Practical Implications
- Plug‑and‑play fairness layer: Developers can wrap a GA‑based weight optimizer around any off‑the‑shelf classifier to obtain a model that respects a chosen fairness‑accuracy trade‑off without redesigning the learning algorithm.
- Customizable objectives: By swapping in different fairness or performance metrics, teams can align the optimizer with product‑specific SLAs (e.g., minimizing false negatives for a medical screening tool while keeping demographic parity).
- Reduced engineering overhead: Compared to adversarial debiasing or post‑processing methods, weight evolution works directly on the training data, meaning existing pipelines (feature engineering, hyper‑parameter tuning) stay intact.
- Scalable to medium‑size data: The GA operates on per‑sample weights, so memory scales linearly with the training set.
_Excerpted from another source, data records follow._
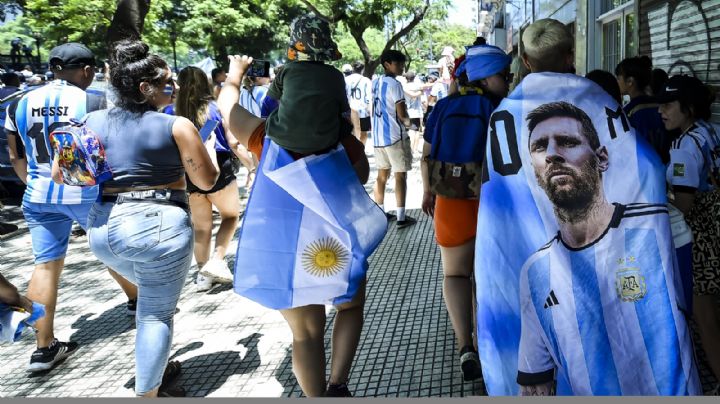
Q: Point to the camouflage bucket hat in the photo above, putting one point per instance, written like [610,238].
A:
[311,39]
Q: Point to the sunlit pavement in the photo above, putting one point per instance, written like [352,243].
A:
[232,347]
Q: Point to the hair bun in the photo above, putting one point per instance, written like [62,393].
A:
[130,51]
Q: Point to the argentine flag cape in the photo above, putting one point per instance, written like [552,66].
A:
[308,231]
[516,218]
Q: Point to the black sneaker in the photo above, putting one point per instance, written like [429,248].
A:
[46,358]
[470,364]
[409,221]
[131,307]
[338,390]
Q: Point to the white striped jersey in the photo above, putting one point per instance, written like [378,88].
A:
[252,101]
[439,90]
[695,158]
[386,126]
[34,117]
[604,318]
[359,93]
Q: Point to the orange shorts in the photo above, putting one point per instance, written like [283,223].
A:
[353,147]
[455,220]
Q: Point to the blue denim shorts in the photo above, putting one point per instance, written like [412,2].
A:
[50,226]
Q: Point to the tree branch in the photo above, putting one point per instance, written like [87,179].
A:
[404,31]
[317,12]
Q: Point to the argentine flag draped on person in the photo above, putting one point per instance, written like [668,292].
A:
[600,318]
[308,231]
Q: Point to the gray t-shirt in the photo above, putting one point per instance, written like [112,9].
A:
[140,149]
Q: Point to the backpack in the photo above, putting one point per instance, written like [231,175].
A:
[457,179]
[81,155]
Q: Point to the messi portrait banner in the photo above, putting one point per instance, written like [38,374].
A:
[575,266]
[308,231]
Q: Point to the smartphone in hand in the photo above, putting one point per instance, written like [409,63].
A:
[207,129]
[259,68]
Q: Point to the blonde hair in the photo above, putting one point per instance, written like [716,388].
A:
[546,43]
[194,96]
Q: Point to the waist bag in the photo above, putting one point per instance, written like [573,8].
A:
[452,179]
[81,156]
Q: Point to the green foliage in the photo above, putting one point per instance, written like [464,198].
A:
[12,30]
[83,21]
[259,28]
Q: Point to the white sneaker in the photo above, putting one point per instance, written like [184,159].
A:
[218,270]
[203,283]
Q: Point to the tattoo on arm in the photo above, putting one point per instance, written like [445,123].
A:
[192,164]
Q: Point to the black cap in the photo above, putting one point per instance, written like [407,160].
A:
[71,55]
[680,88]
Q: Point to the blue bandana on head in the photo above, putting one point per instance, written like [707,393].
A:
[482,61]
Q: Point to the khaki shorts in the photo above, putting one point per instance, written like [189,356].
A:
[397,157]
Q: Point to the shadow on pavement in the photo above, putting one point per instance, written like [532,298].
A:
[215,367]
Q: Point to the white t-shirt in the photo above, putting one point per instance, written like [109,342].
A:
[414,104]
[386,127]
[253,102]
[439,90]
[694,157]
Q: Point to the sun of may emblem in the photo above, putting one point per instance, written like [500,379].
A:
[324,257]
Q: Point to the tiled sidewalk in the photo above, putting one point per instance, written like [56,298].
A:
[232,347]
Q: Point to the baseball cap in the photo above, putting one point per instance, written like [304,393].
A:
[680,88]
[71,55]
[311,39]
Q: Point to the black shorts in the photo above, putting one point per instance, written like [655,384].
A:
[415,124]
[365,124]
[227,175]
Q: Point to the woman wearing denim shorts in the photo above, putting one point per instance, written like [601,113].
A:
[141,224]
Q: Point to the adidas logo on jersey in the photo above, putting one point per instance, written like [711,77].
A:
[551,300]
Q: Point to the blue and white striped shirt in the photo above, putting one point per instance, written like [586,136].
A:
[605,316]
[386,126]
[34,117]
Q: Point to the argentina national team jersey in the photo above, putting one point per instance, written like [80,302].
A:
[357,88]
[34,117]
[602,315]
[386,127]
[695,158]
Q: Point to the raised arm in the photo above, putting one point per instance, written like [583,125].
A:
[240,121]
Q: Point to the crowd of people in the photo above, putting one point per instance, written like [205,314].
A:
[175,145]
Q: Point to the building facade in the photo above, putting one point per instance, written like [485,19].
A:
[680,36]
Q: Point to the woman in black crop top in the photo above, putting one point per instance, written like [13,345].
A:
[141,227]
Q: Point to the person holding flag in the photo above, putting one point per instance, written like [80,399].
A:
[310,225]
[455,137]
[597,309]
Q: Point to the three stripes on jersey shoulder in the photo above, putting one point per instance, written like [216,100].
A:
[551,300]
[642,209]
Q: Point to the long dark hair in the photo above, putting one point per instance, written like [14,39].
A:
[194,95]
[639,68]
[131,64]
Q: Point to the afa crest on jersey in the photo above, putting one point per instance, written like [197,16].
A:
[629,282]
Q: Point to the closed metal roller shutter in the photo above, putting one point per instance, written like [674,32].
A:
[683,37]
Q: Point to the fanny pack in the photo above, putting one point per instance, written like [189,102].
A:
[455,180]
[162,196]
[80,154]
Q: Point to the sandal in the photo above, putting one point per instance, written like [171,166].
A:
[172,371]
[470,364]
[175,391]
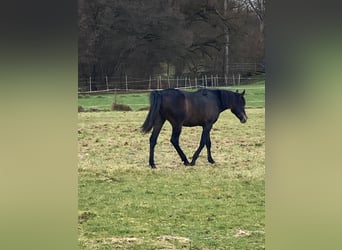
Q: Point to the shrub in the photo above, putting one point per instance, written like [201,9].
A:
[120,107]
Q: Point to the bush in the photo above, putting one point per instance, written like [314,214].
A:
[120,107]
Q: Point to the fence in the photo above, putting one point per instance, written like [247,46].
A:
[126,83]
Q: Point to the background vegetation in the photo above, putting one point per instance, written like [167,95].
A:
[171,37]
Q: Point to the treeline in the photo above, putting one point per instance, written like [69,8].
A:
[168,37]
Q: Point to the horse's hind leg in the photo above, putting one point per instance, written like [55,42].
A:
[176,131]
[208,144]
[153,140]
[203,142]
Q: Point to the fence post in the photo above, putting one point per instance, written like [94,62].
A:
[126,84]
[149,82]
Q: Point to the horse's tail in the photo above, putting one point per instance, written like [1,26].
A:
[155,102]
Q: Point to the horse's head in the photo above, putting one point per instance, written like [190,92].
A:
[238,106]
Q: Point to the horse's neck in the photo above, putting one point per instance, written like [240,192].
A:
[227,98]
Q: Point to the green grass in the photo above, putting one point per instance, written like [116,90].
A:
[124,204]
[255,97]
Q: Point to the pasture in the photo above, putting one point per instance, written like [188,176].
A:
[123,204]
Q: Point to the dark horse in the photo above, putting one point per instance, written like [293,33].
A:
[180,108]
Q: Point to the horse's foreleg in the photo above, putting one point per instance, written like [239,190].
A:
[153,142]
[203,142]
[208,144]
[176,131]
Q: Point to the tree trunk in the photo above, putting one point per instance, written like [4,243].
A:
[226,44]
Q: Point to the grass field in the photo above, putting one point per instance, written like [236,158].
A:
[255,97]
[123,204]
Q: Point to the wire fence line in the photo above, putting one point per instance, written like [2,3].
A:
[110,84]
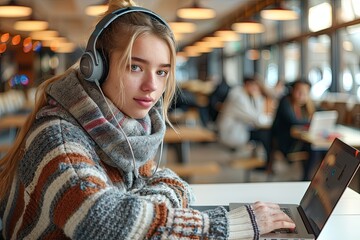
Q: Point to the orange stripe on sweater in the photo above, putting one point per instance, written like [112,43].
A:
[73,198]
[56,234]
[18,210]
[113,173]
[177,186]
[33,208]
[159,221]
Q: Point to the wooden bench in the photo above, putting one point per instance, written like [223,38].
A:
[247,165]
[194,169]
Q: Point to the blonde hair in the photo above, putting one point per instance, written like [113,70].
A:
[118,36]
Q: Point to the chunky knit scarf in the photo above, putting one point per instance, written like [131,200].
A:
[81,102]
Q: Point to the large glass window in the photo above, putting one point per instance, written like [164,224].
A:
[292,61]
[350,70]
[320,15]
[292,28]
[270,59]
[349,10]
[319,70]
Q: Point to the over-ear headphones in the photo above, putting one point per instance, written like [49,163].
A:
[93,63]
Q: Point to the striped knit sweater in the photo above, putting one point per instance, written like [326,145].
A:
[69,187]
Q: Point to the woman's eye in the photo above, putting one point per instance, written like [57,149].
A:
[162,73]
[135,68]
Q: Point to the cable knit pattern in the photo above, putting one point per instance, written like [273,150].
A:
[74,182]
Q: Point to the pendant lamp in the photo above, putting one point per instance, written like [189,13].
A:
[13,10]
[196,12]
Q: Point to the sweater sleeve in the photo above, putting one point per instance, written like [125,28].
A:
[242,223]
[167,187]
[67,193]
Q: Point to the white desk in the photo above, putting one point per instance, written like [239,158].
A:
[343,224]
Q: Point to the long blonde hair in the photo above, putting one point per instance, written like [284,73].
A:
[118,36]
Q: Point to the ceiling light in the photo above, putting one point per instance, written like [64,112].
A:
[31,25]
[182,27]
[64,47]
[248,27]
[227,35]
[96,10]
[13,10]
[196,12]
[279,13]
[45,35]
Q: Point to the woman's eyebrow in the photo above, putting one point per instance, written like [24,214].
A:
[137,59]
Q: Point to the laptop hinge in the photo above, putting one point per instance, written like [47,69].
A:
[306,222]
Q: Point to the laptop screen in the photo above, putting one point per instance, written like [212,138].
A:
[329,182]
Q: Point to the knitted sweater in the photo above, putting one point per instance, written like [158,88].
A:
[70,184]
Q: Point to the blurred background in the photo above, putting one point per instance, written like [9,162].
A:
[276,41]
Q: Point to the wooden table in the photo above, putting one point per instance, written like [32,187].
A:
[342,224]
[349,135]
[183,135]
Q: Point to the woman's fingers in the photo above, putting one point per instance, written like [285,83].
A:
[269,217]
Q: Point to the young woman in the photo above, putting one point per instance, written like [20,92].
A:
[83,167]
[294,109]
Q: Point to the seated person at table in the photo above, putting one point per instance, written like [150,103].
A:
[83,166]
[294,109]
[243,117]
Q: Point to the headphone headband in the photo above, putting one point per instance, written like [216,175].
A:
[91,64]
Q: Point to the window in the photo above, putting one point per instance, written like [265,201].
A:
[319,71]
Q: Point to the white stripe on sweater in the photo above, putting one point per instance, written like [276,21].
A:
[52,190]
[39,129]
[80,214]
[9,203]
[141,226]
[51,155]
[71,147]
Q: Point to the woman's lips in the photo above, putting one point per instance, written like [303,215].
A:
[144,102]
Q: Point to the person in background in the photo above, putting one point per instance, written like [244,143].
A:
[84,166]
[244,117]
[294,109]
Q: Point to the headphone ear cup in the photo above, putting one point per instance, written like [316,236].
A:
[91,71]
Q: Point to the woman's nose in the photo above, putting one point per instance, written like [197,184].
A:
[149,82]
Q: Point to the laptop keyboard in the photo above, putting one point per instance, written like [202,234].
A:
[286,230]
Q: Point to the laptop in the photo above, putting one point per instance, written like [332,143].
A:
[334,174]
[323,122]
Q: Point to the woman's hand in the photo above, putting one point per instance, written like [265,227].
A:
[269,217]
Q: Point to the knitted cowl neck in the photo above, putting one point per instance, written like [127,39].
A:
[73,98]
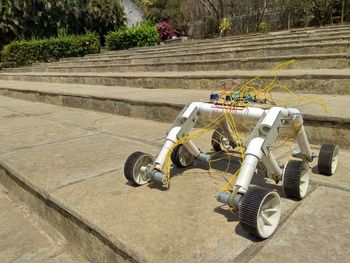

For tens of thousands of records (common in many SaaS or health‑tech use‑cases) the approach runs in a few minutes on a single CPU core.
- Potential for AutoML integration: The weight‑evolution step can be treated as another hyper‑parameter search dimension, enabling automated fairness‑aware model selection in CI/CD pipelines.
Limitations & Future Work
- Scalability to massive datasets: The per‑sample encoding makes the GA expensive for millions of rows; future work could explore surrogate models or clustering‑based weight sharing.
- Metric selection bias: The study only examined four metrics; real‑world deployments may require other fairness notions (e.g., equalized odds) or domain‑specific utility functions.
- Static weighting: Weights are fixed after training; dynamic or instance‑wise weighting at inference time (e.g., based on context) remains unexplored.
- Robustness to noisy protected attributes: The approach assumes accurate group labels; handling label uncertainty or multi‑protected‑attribute scenarios is an open challenge.
Bottom line: Evolving sample weights with a multi‑objective genetic algorithm offers a practical, model‑agnostic path to better fairness‑performance trade‑offs, especially when developers can clearly define the objectives they care about. As tooling matures, this technique could become a standard component of responsible AI pipelines.